You can imagine my considerable alarm when I walked into the front room and found my little angel cutting up the hand of her toy doll. And I am sure you understand my surprise when she sealed the toy in its biochamber, waited five minutes and removed a wholly restored doll with a completely different hand. She sat on my lap examining the new hand which worked perfectly with the remote control and when she got bored, she repeated the process. She did that seven times before she became tired and lay down for a nap. Each time the hand was completely different — pincers, tentacles, fingers, a whole gamut of designs — and each fully functional.
I am not sure this is a good example to set for children, but above and beyond the moral issue, how does this work?

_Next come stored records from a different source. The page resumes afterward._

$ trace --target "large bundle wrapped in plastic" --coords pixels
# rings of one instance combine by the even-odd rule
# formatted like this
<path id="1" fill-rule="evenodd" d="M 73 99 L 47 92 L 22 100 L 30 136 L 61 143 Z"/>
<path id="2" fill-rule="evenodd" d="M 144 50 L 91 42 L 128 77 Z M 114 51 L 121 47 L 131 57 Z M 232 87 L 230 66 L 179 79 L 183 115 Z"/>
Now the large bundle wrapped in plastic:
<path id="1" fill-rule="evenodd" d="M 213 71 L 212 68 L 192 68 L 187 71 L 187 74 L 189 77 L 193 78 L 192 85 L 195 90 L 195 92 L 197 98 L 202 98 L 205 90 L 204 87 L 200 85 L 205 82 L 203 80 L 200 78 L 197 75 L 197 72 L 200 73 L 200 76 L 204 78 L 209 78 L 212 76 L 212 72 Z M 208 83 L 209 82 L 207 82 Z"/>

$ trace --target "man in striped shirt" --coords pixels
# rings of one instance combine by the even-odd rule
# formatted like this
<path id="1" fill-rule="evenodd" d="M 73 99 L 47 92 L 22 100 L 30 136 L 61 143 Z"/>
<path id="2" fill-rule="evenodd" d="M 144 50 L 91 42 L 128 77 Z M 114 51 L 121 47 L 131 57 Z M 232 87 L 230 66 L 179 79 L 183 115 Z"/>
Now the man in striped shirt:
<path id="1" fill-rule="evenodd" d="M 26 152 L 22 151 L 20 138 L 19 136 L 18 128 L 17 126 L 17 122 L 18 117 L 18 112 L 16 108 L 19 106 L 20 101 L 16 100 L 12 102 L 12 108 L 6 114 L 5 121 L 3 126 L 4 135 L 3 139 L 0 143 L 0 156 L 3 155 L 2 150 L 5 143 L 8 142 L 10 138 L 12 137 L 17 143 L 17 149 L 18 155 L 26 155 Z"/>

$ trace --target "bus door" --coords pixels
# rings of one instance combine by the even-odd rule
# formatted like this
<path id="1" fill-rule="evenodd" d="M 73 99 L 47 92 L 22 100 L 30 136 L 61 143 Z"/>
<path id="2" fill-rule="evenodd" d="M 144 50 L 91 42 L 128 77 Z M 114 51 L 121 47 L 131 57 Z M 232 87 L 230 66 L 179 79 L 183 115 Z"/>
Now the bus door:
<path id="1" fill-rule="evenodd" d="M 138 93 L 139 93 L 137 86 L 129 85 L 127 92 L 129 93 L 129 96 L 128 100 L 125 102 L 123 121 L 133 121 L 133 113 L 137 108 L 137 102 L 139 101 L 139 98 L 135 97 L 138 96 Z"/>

I look forward to hearing from you.
At the top of the page, the letter was stamped “Do not acknowledge.”
And at the bottom, Matt had scribbled: Curious? -F3M
I knew it had to be from Matt, because at one time when we were teenagers, we three had christened ourselves F3 — the Fontaine Tornado. And privately we had used the F3x form of signature ever since.
The next day, Matt dropped in. He only ever showed up when he wanted something, so I waited to see what it was.
After a minute or so, he said, “I’m going to call Jon.” Matt opened a large window on the front room wall to place the call.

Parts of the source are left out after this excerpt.